Picunada

Developer

Designer

WebGL

Picunada

[ case study ]

Improving provider cascade performance

Cutting provider-discovery latency from 50–60 ms to 3–5 ms on the critical path of every transaction - by splitting near-static reference data out of Postgres and into a NATS JetStream KV cache behind a new Go service.

Company: Payments startup
Role: Backend Tech Lead
Period: 2026 · 3–4 weeks build · ~3 weeks in production
Stack: Go · Python · NATS JetStream · PostgreSQL · OpenTelemetry · Grafana

Problem

Our platform runs payments through a cascade - a per-request, ordered list of eligible providers we try until one approves. The cascade is rebuilt from scratch on every order, with eligibility driven by terminal config, currency and method, tags, fee rules, deposit limits, and provider live state.

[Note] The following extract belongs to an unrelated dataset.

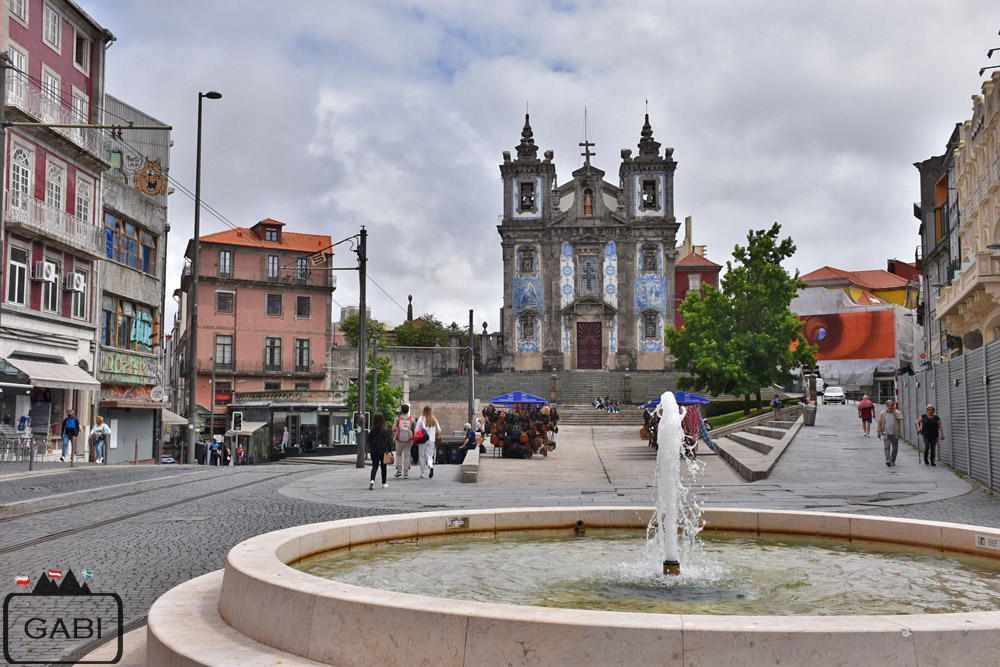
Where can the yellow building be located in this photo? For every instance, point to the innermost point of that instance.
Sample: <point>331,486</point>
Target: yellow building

At our scale - ~400 TPS across ~200 providers, 10 countries, ~30 payment methods - that build sits squarely on the critical path of every transaction. The legacy implementation lived inside our Python cascade-core monolith as an in-process ProviderDiscoveryService. Each call fanned out into a series of small Postgres queries: external method joins, terminal blocks, accept/decline tags, fee rule scopes, per-provider deposit balances. End-to-end the build took 50–60 ms p50 before we ever sent a byte to a provider.

Providers take their own time to approve - every millisecond we add to the wrapper directly extends user-perceived latency and shortens the window in which we can retry.

Constraints

Drop-in replacement. Provider contracts and external API shape were fixed; the new service had to slot in for both cascade-core and pool-service callers without changes on their side.
Provably equivalent semantics. Filtering, ordering, fee resolution, and deposit checks all drive money movement; any silent drift surfaces as missing routes, mispriced orders, or lost revenue. The new service had to reproduce the ten-step pipeline exactly before traffic was cut over.
Compliance. No provider identity leaks to clients - provider data stays server-side.
Sign-off. Ops (who would run the new service) and CTO (architecture and risk of replacing a load-bearing path).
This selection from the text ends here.